Vectorized Processing¶
Operations process batches of rows (DataChunks) instead of single rows. The default chunk size is 2048 rows.
Why batch-at-a-time? Graph queries often combine traversals (pointer-chasing, hard to vectorize) with analytical operations (filtering, aggregation, sorting). Batch processing gives the analytical parts good cache behavior and lets the compiler auto-vectorize tight loops, while the traversal parts still benefit from reduced per-row interpretation overhead.
Explicit SIMD intrinsics (AVX2, SSE, NEON) are used for vector index distance computations (dot product, Euclidean, cosine, Manhattan), not for general query execution.
Adaptive Chunk Sizing¶
Chunk sizes adapt based on memory pressure:
| Pressure Level | Chunk Size |
|---|---|
| Normal | 2048 rows |
| Moderate (>70% memory) | 1024 rows |
| High (>85% memory) | 512 rows |
| Critical (>95% memory) | 256 rows |
Operators can also request specific sizes via chunk size hints (Small, Default, Large, Exact, AtMost).

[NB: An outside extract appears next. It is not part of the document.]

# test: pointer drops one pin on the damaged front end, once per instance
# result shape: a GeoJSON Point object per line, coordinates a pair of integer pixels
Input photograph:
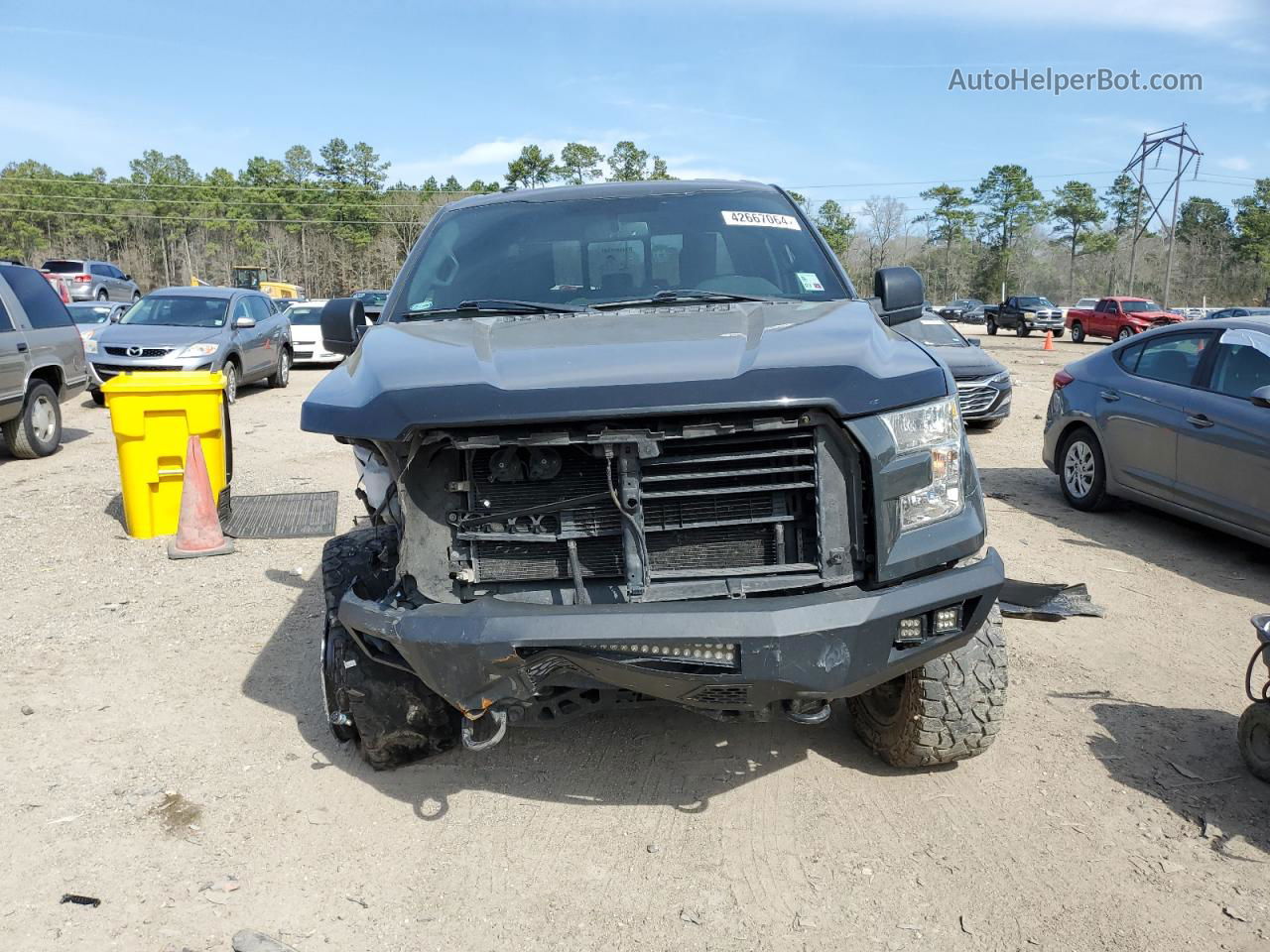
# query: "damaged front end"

Morsel-Driven Parallelism¶
Work is divided into morsels (64K rows by default), which are larger than DataChunks to amortize scheduling overhead. Each worker thread runs its own operator chain on independent morsels:
Thread 1: [Morsel 0] -> [Morsel 4] -> [Morsel 8]
Thread 2: [Morsel 1] -> [Morsel 5] -> [Morsel 9]
Thread 3: [Morsel 2] -> [Morsel 6] -> ...
Thread 4: [Morsel 3] -> [Morsel 7] -> ...
The scheduler uses per-worker local queues with NUMA-aware work stealing.